In a decent language, not "as far as POSSIBLE",
but "as far as USEFUL/REASONABLE".

> So you can change the type of a variable
> and not have to go through the source updating type declarations  
> etc. This is
> supposed to make for more rapid prototyping.
>
> But then you get into the details of Erlang and find that there are
> effectively type annotations all over the place  to help the  
> compiler. They
> don't appear as explicit type annotations, they sneak in in the  
> punctuation.
>
> The existing <- vs <= is just as much an error.

As noted in a recent posting of mine,
there is a fundamental semantic difference between <- and <= .
It doesn't even begin to make anything approaching the shadow
of sense to exchange one for another.

Basically, lists *HAVE* elements, and the pattern in a list
generation plays no part in determining what the elements are.
But binaries do *NOT* have elements.  The pattern in a binary
generation *must* be a binary pattern and it is the pattern
which determines how the binary is chopped up.  One and the same
binary might result in 20 iterations using one pattern or 50
using another.

I have used programming languages that tried to allow every combination
that could possibly be given some twisted sort of sense.  I even
designed my own once.  I learned the hard way that this is NOT a help
to the programmer.

The things you call "type annotations" and imagine that they are
"to help the compiler" are there to help *people*.

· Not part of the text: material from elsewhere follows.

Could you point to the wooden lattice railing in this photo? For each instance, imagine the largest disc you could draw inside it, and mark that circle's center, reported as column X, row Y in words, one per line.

Do you think that having <integer> / <integer> do div (as in C and
Fortran) would be *good* for programmers?

> I would like further
> development in Erlang to fix these errors rather than add many more  
> funny
> symbols. Otherwise the language would end up looking like haskell.

Nobody is talking about "many more funny symbols".
In fact, the thing that seems to have got up the noses of a couple of
people appears to be the fact that I chose to use combinations of
existing symbols *instead* of inventing a new symbol.

Be specific about what are the "errors" you are complaining of.

I note that Sun recently donated a fancy machine to the Haskell
community because Haskell is particularly good at both concurrency
and parallelism these days, and Sun want that on _their_ multicore
hardware, thank you!

Oddly enough, Haskell is *better* at letting you associate many
meanings with the same symbol than Erlang is.